Education is not
the filling of a pail,
but the lighting of a fire.
Plutarch
I just read an article about the cost of giving a child a
Jewish education. I read over the chart listing the tuition of Jewish day schools and then
multiplied these enormous sums by the number of children born to families who send
kids to these schools.
Based on having five children, the size of an average modern
Orthodox Jewish family, I came up with
$100,000 per family per year. If you live in Manhattan, you could spend as much as $40,000 as year to send your child off to grade one. These
figures are, I imagine, similar to the prices of a Jewish day school education in
Canada. Correct me if I am wrong.
portion of the recently published chart |
I fall off my seat because, guess what? Jewish education in
Israel is free! Our salaries may be lower and our grocery bills higher; our
vacation bills are most likely lower (with heat and Mediterranean beaches close
by, who needs to escape to the sun?) and gasoline is higher. Thankfully, the
quest for acquiring is lower here.
Our cars are dented and scratched. We do not fix them, preferring to hang onto them for well over a decade. Most of us live in apartments and we hand
our clothes, schoolbooks and furniture down to the next in line. It’s a kind of
Israeli recycling.
All in all, life here is less expensive and less overflowing
with peripheral stuff that is distracting. Now back to school.

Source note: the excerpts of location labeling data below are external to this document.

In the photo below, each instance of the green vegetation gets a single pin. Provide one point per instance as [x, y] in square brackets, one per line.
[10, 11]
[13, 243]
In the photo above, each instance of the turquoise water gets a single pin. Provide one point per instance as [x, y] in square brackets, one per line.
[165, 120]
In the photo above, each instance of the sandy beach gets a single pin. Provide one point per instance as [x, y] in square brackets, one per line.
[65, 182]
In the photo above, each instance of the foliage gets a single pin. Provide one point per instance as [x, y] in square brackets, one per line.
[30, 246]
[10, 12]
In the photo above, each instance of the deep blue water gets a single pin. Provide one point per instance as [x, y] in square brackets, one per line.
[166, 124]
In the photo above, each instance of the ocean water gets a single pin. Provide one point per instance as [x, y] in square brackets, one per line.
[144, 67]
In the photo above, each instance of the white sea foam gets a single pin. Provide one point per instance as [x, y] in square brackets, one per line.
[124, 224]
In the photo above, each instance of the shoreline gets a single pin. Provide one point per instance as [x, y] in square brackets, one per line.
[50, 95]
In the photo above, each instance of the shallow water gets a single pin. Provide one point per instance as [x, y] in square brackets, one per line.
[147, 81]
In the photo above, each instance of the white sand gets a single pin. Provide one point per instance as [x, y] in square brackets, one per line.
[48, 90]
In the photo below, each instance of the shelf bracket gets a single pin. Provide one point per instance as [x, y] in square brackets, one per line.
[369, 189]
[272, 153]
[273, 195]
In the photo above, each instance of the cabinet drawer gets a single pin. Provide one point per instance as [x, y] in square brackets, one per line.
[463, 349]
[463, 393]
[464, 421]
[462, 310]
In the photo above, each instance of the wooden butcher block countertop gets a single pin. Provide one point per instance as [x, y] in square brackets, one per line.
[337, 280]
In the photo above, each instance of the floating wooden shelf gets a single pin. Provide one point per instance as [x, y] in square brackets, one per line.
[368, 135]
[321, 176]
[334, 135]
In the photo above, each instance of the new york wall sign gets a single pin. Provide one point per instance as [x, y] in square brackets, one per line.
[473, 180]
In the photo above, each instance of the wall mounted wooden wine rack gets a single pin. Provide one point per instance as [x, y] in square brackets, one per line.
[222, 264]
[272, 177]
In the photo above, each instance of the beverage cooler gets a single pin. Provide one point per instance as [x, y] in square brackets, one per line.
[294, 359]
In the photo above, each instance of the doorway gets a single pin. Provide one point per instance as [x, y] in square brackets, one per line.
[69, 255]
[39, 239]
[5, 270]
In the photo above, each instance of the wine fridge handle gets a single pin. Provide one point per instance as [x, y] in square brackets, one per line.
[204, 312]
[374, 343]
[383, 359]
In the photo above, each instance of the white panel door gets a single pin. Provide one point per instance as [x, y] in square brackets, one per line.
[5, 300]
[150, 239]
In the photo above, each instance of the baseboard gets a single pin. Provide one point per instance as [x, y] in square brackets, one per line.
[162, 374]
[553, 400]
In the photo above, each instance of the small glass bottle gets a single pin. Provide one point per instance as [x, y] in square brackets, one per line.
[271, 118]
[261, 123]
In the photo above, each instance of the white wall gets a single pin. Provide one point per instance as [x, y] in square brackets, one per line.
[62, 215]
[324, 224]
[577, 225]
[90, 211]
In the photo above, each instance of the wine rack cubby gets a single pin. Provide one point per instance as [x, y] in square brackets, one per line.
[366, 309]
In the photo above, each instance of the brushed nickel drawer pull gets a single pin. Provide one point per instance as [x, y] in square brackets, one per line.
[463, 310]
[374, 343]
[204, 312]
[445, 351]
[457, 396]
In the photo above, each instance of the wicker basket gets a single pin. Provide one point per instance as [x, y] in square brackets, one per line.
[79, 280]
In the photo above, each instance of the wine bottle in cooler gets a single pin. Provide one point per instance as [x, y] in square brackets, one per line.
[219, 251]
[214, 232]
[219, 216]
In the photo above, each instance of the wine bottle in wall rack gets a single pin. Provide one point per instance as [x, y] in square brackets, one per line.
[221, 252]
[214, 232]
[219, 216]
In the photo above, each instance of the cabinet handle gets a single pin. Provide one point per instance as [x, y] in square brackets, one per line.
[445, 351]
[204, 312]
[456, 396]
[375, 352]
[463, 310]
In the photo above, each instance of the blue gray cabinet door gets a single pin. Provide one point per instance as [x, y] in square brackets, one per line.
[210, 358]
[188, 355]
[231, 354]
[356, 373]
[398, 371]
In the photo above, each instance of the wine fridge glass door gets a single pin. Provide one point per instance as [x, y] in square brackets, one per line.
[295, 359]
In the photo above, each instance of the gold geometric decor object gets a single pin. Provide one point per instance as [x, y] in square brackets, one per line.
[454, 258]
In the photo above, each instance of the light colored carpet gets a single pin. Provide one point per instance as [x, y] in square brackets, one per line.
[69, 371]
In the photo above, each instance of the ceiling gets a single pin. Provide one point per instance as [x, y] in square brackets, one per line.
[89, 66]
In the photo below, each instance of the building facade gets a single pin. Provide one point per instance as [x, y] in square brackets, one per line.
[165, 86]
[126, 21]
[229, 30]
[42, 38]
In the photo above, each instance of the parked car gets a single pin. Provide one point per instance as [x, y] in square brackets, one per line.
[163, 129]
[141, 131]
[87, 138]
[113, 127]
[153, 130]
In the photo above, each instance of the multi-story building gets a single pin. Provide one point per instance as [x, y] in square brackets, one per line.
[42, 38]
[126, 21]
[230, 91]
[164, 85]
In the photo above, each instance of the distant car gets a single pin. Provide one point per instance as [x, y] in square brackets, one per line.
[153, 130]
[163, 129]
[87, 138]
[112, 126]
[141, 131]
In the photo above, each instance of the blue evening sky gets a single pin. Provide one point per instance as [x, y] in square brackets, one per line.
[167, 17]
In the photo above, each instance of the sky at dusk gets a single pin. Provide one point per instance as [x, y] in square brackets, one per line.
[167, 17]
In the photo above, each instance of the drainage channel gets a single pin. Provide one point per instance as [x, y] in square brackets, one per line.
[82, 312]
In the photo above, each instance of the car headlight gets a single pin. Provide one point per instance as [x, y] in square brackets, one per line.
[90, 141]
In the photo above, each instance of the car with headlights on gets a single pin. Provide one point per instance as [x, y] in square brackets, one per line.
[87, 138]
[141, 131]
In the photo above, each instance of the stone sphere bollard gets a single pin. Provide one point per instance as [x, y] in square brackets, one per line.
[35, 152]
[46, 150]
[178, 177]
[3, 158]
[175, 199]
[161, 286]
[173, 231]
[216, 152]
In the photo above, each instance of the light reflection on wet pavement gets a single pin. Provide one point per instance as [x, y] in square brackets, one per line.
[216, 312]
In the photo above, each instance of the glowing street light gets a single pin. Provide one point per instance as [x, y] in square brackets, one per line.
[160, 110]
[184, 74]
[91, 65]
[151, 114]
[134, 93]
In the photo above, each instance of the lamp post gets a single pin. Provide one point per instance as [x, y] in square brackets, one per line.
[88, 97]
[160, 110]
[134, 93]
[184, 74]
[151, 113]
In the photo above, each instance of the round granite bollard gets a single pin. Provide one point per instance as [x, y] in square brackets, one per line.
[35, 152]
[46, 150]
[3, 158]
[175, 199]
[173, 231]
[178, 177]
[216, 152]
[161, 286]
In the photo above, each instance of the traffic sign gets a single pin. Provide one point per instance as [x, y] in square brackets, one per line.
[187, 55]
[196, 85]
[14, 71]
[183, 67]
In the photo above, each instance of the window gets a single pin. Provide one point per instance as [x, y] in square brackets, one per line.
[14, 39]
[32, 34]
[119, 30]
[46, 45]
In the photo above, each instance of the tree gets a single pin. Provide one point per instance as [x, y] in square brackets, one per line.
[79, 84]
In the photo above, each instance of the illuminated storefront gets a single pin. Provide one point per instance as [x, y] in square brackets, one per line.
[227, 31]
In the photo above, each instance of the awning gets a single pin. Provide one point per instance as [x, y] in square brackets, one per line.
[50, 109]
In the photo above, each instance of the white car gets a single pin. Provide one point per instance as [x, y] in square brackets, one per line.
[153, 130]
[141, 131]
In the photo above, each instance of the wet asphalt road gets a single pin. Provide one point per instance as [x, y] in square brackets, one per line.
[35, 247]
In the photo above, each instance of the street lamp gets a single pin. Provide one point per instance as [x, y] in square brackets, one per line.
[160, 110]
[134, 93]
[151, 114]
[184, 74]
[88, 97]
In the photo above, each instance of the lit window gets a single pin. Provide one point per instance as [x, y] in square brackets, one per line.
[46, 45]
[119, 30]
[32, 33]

School in Israel is not exactly a discipline. As our cars, the classrooms are not fancy. The classes
are oversized, bulging at the seams. The kids are irritating, rambunctious, chutzpadik and the teachers
cannot control their students. On top of this, the Israeli school curriculum, tangled by bureaucracy and egos, seems to change as often as
Americans go out for fast food.
Yet what really is education? Is it all about many hours of
cramming, stressing out our children, making them competitive and then bragging
about their degrees and high salaries so they can acquire stuff?
Israeli children run amuck in schools (that are free) yet
somehow end up earning Nobel prizes, inventing and investing in technology and
improving the world. Their education
gives them a sense of confidence, team spirit and ignites their souls. The army that
follows high school, along with national service, enables them to be leaders and aids them to
contribute to society in meaningful ways.
Moreover, Israeli children, by default, grow up in a Jewish
world where the majority of the population (secular and Jewish) learns Torah in
school (that is free), celebrates the Jewish holidays and marries Jewish.
This, I feel, is the better investment for the Jewish people.
So why not invest our Jewish families’ futures
in Israel instead of pouring our life savings into the pails of Jewish schools abroad?
Is life all about 'stuff' or lighting a fire?